After receiving input from the Small Business Finance Association, an industry group whose members include merchant cash advance firms, Glazer agreed to replace the APR with a different rate, which is known as the estimated annualized cost of capital. The bill would apply to small businesses that borrow $500,000 or less.

“We appreciate Sen. Glazer sort of taking an innovative approach to this bill,” said Steve Denis, executive director of the Small Business Finance Association. “He really worked hard on developing a new metric that is a better tool for small businesses, and that’s why we ended up supporting it.”

Other industry groups are more critical.

Scott Talbott, senior vice president of government relations at the Electronic Transactions Association, said that the bill’s formula is untested, and he argued that the legislation will not make it easier for borrowers to compare multiple offers.

Members of the Electronic Transactions Association include PayPal, Amazon and Square, all of which offer financing to merchants.

Also opposing the bill is the Innovative Lending Platform Association, whose members include OnDeck Capital and Kabbage. Since 2016, the group has been calling for small-business lenders to adopt its own standard disclosure form.

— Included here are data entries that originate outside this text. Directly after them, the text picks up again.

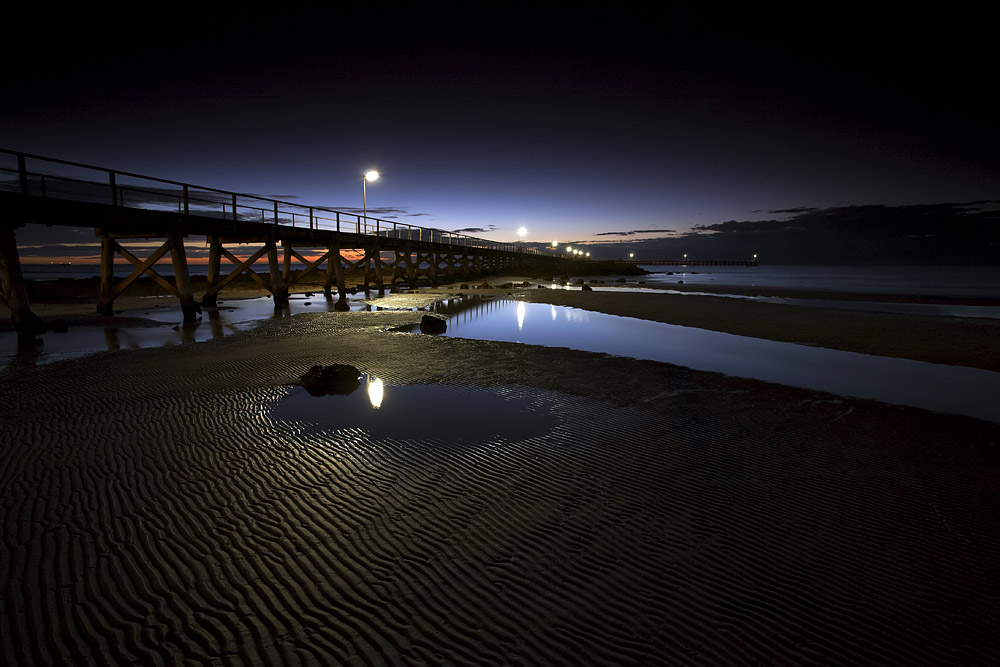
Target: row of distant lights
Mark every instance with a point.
(555, 244)
(521, 231)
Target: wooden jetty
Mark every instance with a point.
(123, 207)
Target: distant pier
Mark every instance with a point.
(123, 207)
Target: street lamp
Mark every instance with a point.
(369, 176)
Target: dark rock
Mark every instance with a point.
(335, 379)
(58, 325)
(430, 324)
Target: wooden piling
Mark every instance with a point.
(15, 293)
(106, 295)
(278, 290)
(210, 298)
(182, 278)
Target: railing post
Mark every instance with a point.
(22, 174)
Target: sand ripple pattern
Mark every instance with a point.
(154, 512)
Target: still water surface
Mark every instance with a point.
(953, 389)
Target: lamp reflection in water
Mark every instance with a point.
(376, 390)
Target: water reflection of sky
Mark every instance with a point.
(414, 412)
(953, 389)
(164, 327)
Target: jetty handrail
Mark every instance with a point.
(115, 189)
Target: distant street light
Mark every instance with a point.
(369, 176)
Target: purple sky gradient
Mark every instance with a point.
(571, 123)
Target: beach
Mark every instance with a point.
(159, 507)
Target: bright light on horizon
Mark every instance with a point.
(376, 392)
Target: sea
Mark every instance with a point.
(943, 388)
(964, 282)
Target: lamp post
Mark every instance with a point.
(369, 176)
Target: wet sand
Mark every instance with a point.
(156, 512)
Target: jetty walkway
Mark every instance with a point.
(124, 207)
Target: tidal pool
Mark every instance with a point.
(952, 389)
(422, 412)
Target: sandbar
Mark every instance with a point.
(155, 511)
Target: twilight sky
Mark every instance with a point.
(656, 131)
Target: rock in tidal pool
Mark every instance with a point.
(335, 379)
(432, 325)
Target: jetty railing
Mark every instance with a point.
(64, 179)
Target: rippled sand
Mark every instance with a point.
(155, 511)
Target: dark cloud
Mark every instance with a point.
(636, 231)
(949, 233)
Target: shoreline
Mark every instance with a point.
(662, 515)
(967, 341)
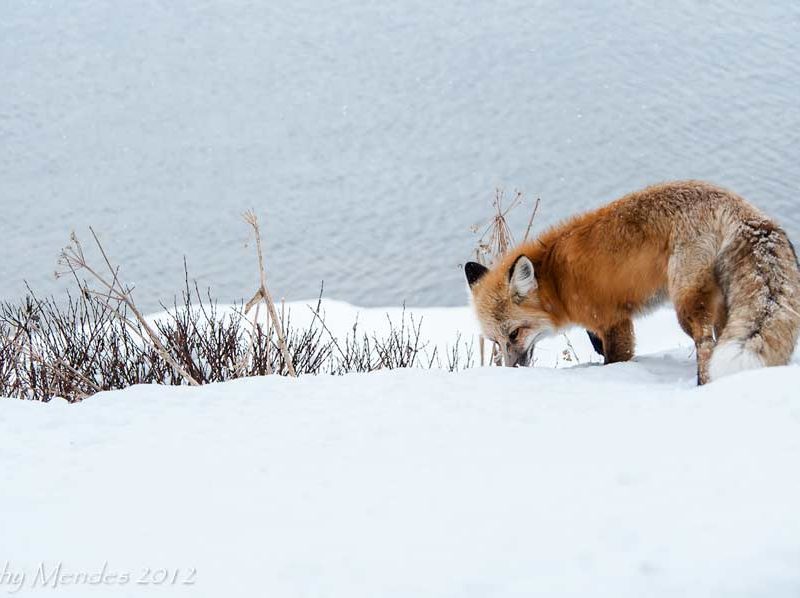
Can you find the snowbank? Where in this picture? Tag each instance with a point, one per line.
(616, 481)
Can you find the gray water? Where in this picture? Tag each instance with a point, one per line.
(369, 136)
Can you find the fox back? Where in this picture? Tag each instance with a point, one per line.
(730, 272)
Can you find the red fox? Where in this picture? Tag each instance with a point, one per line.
(731, 273)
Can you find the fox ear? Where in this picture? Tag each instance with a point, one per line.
(474, 272)
(521, 277)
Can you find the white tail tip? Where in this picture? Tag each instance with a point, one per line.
(730, 358)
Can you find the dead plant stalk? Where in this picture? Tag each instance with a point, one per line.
(74, 259)
(263, 294)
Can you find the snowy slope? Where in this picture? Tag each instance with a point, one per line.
(613, 481)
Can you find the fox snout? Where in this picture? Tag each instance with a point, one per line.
(516, 358)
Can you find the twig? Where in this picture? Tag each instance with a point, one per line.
(263, 293)
(73, 258)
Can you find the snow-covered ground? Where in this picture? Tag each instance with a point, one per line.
(615, 481)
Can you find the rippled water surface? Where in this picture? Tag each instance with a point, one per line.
(369, 136)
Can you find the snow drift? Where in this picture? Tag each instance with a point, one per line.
(624, 480)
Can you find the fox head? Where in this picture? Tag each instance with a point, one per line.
(507, 302)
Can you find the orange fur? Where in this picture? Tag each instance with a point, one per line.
(714, 256)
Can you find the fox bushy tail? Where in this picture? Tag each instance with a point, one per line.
(757, 270)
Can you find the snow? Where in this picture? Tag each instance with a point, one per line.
(625, 480)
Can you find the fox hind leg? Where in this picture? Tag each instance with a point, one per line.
(597, 343)
(700, 307)
(618, 342)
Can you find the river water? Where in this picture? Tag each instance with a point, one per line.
(369, 137)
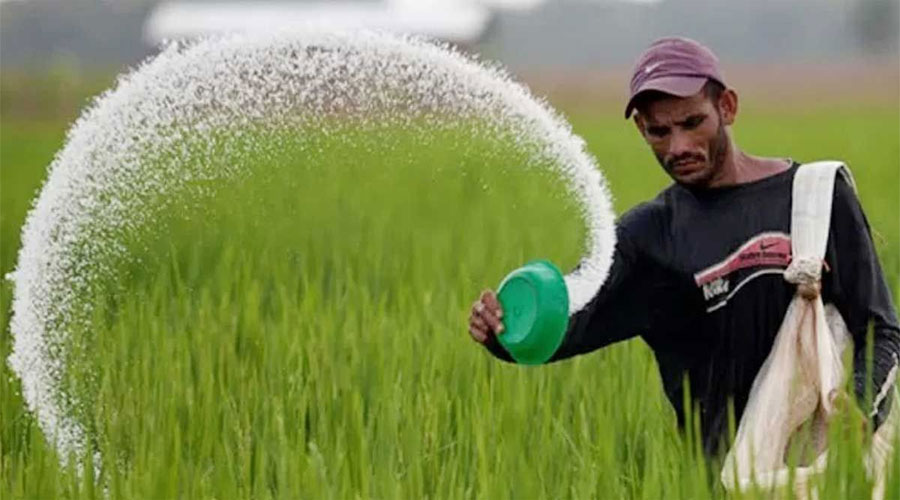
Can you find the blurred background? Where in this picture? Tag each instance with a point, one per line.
(54, 52)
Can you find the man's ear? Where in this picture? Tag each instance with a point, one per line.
(728, 106)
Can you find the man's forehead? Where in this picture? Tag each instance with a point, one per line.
(671, 109)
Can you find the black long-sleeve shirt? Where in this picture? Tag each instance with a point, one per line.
(698, 274)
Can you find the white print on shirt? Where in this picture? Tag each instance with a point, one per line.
(768, 252)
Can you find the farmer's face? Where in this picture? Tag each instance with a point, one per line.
(688, 135)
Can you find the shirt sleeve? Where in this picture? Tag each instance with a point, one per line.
(617, 312)
(861, 294)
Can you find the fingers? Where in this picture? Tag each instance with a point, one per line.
(493, 322)
(485, 317)
(490, 301)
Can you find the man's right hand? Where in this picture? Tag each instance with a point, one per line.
(484, 322)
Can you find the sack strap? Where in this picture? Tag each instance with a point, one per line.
(813, 192)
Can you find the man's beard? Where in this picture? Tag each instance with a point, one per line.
(715, 157)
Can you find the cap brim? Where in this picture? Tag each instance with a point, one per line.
(679, 86)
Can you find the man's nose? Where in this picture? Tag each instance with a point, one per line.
(679, 144)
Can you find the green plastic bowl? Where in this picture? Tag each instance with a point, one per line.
(535, 304)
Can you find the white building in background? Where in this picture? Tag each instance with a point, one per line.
(459, 21)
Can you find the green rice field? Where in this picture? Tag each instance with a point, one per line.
(304, 335)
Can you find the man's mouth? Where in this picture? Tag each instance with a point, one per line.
(686, 167)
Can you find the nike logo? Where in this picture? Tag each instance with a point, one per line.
(650, 68)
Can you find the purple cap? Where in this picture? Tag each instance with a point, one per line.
(674, 65)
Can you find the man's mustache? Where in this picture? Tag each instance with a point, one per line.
(671, 163)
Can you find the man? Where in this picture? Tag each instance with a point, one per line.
(698, 271)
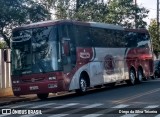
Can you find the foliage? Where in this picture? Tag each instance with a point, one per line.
(124, 12)
(3, 45)
(154, 36)
(18, 12)
(121, 12)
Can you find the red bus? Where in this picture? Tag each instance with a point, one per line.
(63, 55)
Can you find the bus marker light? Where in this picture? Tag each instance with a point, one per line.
(16, 89)
(15, 81)
(33, 88)
(52, 78)
(52, 85)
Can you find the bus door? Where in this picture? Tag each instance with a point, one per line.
(68, 48)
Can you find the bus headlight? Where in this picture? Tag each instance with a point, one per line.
(16, 81)
(16, 89)
(52, 78)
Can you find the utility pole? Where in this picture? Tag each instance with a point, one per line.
(157, 19)
(136, 26)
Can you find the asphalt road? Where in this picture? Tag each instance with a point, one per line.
(141, 100)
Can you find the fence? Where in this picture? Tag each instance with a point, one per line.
(5, 74)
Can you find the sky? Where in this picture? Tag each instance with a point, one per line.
(151, 5)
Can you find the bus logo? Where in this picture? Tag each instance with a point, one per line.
(109, 64)
(85, 55)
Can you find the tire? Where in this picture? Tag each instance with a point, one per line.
(82, 86)
(43, 96)
(139, 76)
(132, 77)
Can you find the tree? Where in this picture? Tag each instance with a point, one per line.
(92, 11)
(154, 36)
(121, 12)
(17, 12)
(124, 12)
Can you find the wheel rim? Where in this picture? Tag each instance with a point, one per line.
(132, 77)
(83, 85)
(140, 76)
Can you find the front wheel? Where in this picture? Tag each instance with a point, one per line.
(43, 96)
(82, 86)
(132, 77)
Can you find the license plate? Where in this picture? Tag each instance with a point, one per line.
(33, 88)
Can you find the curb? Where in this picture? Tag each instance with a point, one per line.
(16, 100)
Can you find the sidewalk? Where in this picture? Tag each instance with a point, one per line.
(13, 99)
(7, 97)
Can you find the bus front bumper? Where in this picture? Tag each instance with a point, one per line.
(38, 88)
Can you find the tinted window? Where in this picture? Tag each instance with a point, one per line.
(83, 37)
(135, 39)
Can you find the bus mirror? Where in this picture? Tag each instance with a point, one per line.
(5, 55)
(66, 48)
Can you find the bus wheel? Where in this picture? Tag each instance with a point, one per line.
(82, 86)
(132, 77)
(43, 96)
(140, 76)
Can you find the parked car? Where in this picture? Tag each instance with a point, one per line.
(157, 69)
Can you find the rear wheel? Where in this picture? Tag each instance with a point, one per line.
(43, 96)
(132, 77)
(82, 86)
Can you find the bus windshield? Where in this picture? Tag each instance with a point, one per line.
(35, 51)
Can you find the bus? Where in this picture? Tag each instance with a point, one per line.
(65, 55)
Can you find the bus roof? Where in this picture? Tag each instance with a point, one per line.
(53, 22)
(91, 24)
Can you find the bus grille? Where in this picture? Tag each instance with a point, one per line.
(33, 80)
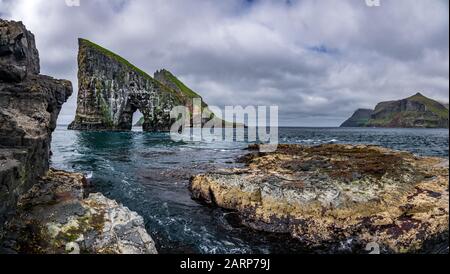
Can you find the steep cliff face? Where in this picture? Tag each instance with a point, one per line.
(171, 81)
(111, 90)
(359, 118)
(44, 211)
(416, 111)
(18, 53)
(29, 107)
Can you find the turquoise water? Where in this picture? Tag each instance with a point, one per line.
(149, 173)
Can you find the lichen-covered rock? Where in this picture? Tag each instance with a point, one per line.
(29, 107)
(111, 90)
(54, 217)
(18, 53)
(337, 196)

Even nonprofit lenders that are critical of high-cost credit providers have not been convinced to support the legislation.

Opportunity Fund, a nonprofit lender based in San Jose, said that while the legislation has a lot of strong elements, its key disclosure metric is misleading.

“Small-business owners deserve tested, comparable disclosures that allow them to make well-informed decisions about financing,” the firm said in an email.

For his own part, Sen. Glazer argued that California needs to act to protect small-business owners because Washington has proven unwilling to rein in unscrupulous practices. “My expectations for federal action are very low,” he said.

Glazer also emphasized that he does not want to restrict small-business lending. “It’s simply to provide fair disclosure,” he said.